His argument is simple: A system based on high-intensity care, as ours is, will not only cost more, but deliver care of poorer quality. When unnecessary, surgery is dangerous as well as expensive. An ideal system would pay based on value, the degree of improvement, relief, and safety (medical errors and incorrect procedures take almost 200,000 lives each year) each service or procedure offered to patients. This would require greater standardization, comparative research, and data collection than we currently employ. But with the rise of information technologies, there's no longer an excuse to keep practicing intuitive medicine. The Veterans Administration health system has employed information technology to improve care, reduce errors, and better pinpoint diagnoses, and the system's hospitals now routinely outrank the best private care centers in the nation.

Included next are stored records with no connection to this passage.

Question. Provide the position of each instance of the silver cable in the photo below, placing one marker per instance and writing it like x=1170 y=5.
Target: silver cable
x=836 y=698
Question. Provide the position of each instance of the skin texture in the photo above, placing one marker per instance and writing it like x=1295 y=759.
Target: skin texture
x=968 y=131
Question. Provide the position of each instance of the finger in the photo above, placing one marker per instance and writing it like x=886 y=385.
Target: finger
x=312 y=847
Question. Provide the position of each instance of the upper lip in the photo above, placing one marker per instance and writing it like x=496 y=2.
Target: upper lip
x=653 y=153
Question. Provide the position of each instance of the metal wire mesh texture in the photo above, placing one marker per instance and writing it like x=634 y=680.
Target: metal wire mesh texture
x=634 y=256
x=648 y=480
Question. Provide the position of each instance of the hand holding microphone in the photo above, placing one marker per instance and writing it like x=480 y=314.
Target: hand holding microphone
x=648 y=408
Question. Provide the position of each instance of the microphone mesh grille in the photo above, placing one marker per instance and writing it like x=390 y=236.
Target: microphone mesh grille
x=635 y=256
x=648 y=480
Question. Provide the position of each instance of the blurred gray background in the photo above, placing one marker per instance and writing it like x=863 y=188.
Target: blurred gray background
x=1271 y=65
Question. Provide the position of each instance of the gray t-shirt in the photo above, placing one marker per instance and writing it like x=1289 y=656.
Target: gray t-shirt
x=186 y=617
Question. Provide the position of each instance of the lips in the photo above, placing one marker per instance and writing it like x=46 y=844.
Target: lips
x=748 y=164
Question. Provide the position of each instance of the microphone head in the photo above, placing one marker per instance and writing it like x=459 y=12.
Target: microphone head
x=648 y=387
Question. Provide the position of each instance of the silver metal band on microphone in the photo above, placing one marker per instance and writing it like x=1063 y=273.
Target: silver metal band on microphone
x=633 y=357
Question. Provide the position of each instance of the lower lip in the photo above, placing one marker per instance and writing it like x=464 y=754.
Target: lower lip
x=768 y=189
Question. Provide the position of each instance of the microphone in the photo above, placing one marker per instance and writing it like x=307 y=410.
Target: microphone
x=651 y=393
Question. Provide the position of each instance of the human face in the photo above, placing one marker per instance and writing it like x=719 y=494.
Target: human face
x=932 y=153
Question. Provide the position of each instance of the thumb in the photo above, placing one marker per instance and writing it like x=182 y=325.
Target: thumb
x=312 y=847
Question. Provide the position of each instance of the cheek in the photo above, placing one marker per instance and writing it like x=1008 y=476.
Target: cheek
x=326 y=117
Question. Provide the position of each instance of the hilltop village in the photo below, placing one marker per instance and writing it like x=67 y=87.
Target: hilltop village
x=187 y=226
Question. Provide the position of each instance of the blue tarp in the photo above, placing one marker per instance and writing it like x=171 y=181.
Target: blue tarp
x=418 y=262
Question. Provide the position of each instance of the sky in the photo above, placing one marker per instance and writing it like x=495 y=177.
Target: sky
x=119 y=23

But as trenchant as Cutler's points on approaching medicine are, his suggestions for reform are weak. Despite admitting that private insurance is broken, he offers a vague hope that “bonus payments” for health improvements and risky enrollees can be deployed to end cherry-picking (the practice of seeking out healthy, young applicants and rejecting or pricing out unhealthy, older ones). If Cutler is unconvincing on the policy path forward, however, he is thoughtful and provocative on the foundations of the debate.
And maybe that's the crucial thing. After all, many fine political minds have tried to strategize their way out of this thicket; there's no reason to think we merely require yet finer tacticians. Rather, a fresh perspective may be exactly what the doctor ordered. Conservatives have enjoyed some success in hijacking the debate through the savvy deployment of fresh buzzwords like “Health Savings Accounts” and “Consumer Directed Health Care.” If progressives are to return fire, they will need new weapons of their own, and Cutler may provide some help in furnishing that arsenal.
Ezra Klein is a Prospect writing fellow.